Debiasing Counterfactuals In the Presence of Spurious Correlations
This addresses a critical issue in medical AI by improving model robustness and interpretability for healthcare applications, though it is an incremental advance combining existing techniques.
The paper tackles the problem of deep learning models in medical imaging relying on spurious correlations rather than causal markers, limiting generalization, by introducing an end-to-end training framework that integrates debiasing classifiers and counterfactual image generation to learn generalizable markers and ignore spurious correlations.

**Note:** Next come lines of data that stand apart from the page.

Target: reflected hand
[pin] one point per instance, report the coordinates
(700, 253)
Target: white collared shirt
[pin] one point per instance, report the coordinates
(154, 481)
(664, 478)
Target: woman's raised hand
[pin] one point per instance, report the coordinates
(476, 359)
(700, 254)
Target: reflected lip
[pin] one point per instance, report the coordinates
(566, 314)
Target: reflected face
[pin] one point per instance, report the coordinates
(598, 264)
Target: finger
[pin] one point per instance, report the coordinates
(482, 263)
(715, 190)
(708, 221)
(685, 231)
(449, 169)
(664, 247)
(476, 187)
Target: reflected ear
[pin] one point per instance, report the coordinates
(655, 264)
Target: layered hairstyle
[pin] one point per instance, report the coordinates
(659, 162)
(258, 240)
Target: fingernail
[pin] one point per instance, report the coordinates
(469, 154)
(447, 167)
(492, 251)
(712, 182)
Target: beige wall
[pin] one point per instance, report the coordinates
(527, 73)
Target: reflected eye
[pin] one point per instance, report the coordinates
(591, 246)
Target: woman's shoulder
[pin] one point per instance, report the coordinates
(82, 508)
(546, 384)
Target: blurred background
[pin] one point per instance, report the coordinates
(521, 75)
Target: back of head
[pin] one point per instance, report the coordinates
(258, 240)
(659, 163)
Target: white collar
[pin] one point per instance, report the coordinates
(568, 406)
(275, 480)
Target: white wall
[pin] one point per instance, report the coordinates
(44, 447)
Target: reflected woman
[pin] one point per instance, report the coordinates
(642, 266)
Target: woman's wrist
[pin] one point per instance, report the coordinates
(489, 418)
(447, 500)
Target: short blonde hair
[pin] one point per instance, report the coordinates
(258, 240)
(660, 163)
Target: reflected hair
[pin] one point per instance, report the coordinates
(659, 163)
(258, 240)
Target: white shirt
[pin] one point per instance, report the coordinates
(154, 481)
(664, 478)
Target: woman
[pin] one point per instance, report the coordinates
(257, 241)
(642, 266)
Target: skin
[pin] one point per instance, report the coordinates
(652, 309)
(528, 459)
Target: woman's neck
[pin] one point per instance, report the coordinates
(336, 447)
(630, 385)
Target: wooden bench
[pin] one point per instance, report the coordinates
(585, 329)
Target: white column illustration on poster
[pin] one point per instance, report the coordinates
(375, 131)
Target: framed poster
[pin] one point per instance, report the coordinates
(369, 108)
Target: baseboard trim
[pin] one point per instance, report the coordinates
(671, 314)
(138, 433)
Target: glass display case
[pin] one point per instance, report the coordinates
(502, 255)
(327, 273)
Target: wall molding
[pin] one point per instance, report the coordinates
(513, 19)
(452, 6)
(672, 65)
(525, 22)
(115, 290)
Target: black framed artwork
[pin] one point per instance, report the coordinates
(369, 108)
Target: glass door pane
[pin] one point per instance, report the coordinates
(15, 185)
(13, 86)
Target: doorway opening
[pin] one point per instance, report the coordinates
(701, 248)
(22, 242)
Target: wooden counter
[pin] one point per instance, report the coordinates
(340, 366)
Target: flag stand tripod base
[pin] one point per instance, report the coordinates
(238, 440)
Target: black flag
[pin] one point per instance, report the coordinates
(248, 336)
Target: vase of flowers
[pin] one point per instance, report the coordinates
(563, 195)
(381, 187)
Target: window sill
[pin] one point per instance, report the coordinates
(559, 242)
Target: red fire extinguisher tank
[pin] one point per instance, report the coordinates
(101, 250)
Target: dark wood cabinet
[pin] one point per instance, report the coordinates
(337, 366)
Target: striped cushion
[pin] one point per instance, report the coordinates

Deep learning models can perform well in complex medical imaging classification tasks, even when basing their conclusions on spurious correlations (i.e. confounders), should they be prevalent in the training dataset, rather than on the causal image markers of interest. This would thereby limit their ability to generalize across the population. Explainability based on counterfactual image generation can be used to expose the confounders but does not provide a strategy to mitigate the bias. In this work, we introduce the first end-to-end training framework that integrates both (i) popular debiasing classifiers (e.g. distributionally robust optimization (DRO)) to avoid latching onto the spurious correlations and (ii) counterfactual image generation to unveil generalizable imaging markers of relevance to the task. Additionally, we propose a novel metric, Spurious Correlation Latching Score (SCLS), to quantify the extent of the classifier reliance on the spurious correlation as exposed by the counterfactual images. Through comprehensive experiments on two public datasets (with the simulated and real visual artifacts), we demonstrate that the debiasing method: (i) learns generalizable markers across the population, and (ii) successfully ignores spurious correlations and focuses on the underlying disease pathology.